Ce colloque a été organisé par la section de l’intérieur du Conseil d’État. Il était placé sous le parrainage d’un ancien président Georges Cahen-Salvador, exclu de la fonction publique en 1940 en raison des lois antisémites du régime de Vichy puis réintégré à la Libération et rétabli dans ses fonctions. Il a joué un rôle majeur lors de la création de la Sécurité Sociale.
La norme est l’un des principaux vecteurs des politiques publiques mises en œuvre et de la qualité de la norme dépend, en grande partie, l’efficacité de la performance de l’action publique.
Le Conseil d’État, qui a un rôle important à jouer en matière de contrôle de la production normative, a identifié, à travers quelques exemples, les véritables critères de pertinence d’un appareil normatif au regard de son objectif et de son assimilation par les citoyens.
Il a pu identifier également les situations insatisfaisantes dans lesquelles les normes sont affectées de malfaçons et demeurent inefficientes dans la longue durée.
Deux exemples de lois efficaces ou comment s’en inspirer
La loi du 10 août 1981, qui a créé le prix unique du livre en France, n’a jamais été remise en cause. Elle a ainsi permis de trouver un équilibre entre la production littéraire, les éditeurs, les libraires et les lecteurs.
L’une des conditions de son succès a résidé dans son objet (largement partagé) de défendre une certaine conception de la culture.
Cette loi a atteint son objectif de préservation de la diversité culturelle.
La loi du 24 juillet 2015 sur le renseignement a légitimé l’action des services de renseignement dans le cadre du respect de l’État de droit. Cette loi a été un succès puisqu’elle a permis aux services de s’adapter aux exigences d’une politique publique respectant les enjeux du contrôle démocratique. Elle a également su prendre en compte les évolutions des nouvelles technologies du renseignement, les adapter aux libertés, tout en conciliant le respect du droit et du secret. L’objet de la loi a été défini à partir d’un besoin de transparence et d’efficacité.
Deux exemples de normes complexes qui ne fonctionnent pas en raison de leur caractère particulier ou de leur rigidité.

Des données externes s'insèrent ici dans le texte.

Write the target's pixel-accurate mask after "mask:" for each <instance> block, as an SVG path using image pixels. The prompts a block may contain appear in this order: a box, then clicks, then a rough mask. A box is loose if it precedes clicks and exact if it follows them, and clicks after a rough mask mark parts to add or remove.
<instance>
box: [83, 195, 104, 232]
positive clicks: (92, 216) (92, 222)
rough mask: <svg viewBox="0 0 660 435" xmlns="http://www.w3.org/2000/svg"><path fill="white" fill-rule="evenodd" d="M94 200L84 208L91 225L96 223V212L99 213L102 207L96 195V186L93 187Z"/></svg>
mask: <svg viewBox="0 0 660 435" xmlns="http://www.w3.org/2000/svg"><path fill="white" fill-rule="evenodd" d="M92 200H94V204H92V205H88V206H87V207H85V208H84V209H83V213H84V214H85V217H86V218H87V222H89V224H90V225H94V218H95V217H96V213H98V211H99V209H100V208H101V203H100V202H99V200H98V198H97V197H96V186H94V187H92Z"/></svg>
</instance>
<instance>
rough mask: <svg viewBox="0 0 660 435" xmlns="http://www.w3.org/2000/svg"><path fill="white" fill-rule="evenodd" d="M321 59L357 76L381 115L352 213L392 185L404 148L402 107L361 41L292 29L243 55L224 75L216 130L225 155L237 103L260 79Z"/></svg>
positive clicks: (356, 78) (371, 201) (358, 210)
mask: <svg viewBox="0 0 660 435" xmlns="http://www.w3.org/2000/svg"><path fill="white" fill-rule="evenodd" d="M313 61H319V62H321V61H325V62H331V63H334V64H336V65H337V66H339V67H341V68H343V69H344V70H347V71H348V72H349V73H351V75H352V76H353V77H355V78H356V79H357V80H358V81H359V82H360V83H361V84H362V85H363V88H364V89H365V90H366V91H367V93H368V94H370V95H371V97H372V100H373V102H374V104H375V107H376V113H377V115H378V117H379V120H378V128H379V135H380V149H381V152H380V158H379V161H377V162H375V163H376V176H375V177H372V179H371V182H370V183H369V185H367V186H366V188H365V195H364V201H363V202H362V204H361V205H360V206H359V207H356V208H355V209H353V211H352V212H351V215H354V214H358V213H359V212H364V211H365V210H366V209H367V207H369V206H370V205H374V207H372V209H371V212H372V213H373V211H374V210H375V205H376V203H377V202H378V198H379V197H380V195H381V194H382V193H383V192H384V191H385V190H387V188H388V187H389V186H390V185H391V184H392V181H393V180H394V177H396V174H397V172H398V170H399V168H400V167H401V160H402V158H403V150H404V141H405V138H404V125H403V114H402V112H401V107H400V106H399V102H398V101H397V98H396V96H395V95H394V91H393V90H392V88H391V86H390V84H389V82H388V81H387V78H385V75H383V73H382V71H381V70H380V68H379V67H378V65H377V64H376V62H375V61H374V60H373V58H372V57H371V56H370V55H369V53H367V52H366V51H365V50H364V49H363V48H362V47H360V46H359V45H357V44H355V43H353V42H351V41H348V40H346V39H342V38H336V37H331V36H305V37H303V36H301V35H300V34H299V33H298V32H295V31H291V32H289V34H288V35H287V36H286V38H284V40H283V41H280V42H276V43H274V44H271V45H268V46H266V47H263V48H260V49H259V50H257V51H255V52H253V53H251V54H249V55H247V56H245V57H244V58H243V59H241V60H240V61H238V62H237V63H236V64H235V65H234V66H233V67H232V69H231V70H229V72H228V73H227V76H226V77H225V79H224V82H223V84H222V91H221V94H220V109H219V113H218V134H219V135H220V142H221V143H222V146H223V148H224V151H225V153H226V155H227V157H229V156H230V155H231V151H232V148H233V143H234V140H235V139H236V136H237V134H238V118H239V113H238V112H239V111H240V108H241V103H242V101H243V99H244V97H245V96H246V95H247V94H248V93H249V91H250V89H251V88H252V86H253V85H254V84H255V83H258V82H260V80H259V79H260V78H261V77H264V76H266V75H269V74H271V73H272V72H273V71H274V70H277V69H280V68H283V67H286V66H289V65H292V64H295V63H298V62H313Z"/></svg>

Le contrôle d’honorabilité et la consultation des fichiers judiciaires, illustre une mauvaise application des lois en raison d’une cause exogène : l’absence totale de coordination entre les ministères en charge de leur application. On observe une cause endogène également puisqu’il apparaît que les différentes finalités de la norme n’ont pas été clairement définies à l’origine. Ainsi, ces textes n’ont pas pu s’adapter dans le temps, aux différents publics concernés par le contrôle d’honorabilité, notamment dans le domaine de la protection sociale des mineurs ou des jeunes majeurs. Ces lois et réglementations sont désormais confrontées à des enjeux différents, voire contradictoires et subissent les effets de l’empilement des lois (impossibilité de rapprocher les fichiers de contrôle de l’honorabilité) mais aussi à l’accélération de la production normative (multiplication des exceptions à ce contrôle) .
La simplification du livre VI du code de commerce (1500 pages) est une urgence puisqu’elle concerne les entreprises en difficulté et les procédures collectives. Il s’agit d’une législation apparue en 1807, victime aujourd’hui d’une très forte inflation normative et d’une accélération vertigineuse du temps de production de la loi. Le sens du détail, l’exhaustivité de cette législation rigidifie une norme qui ne répond plus aux enjeux actuels des 65 000 faillites commerciales en France ! Ce dernier exemple montre qu’une loi qui n’a pas à l’origine d’objectif clair, ou qui est conçue dans la précipitation, deviendra inefficace et ses dysfonctionnements entraîneront des conséquences difficiles à réparer.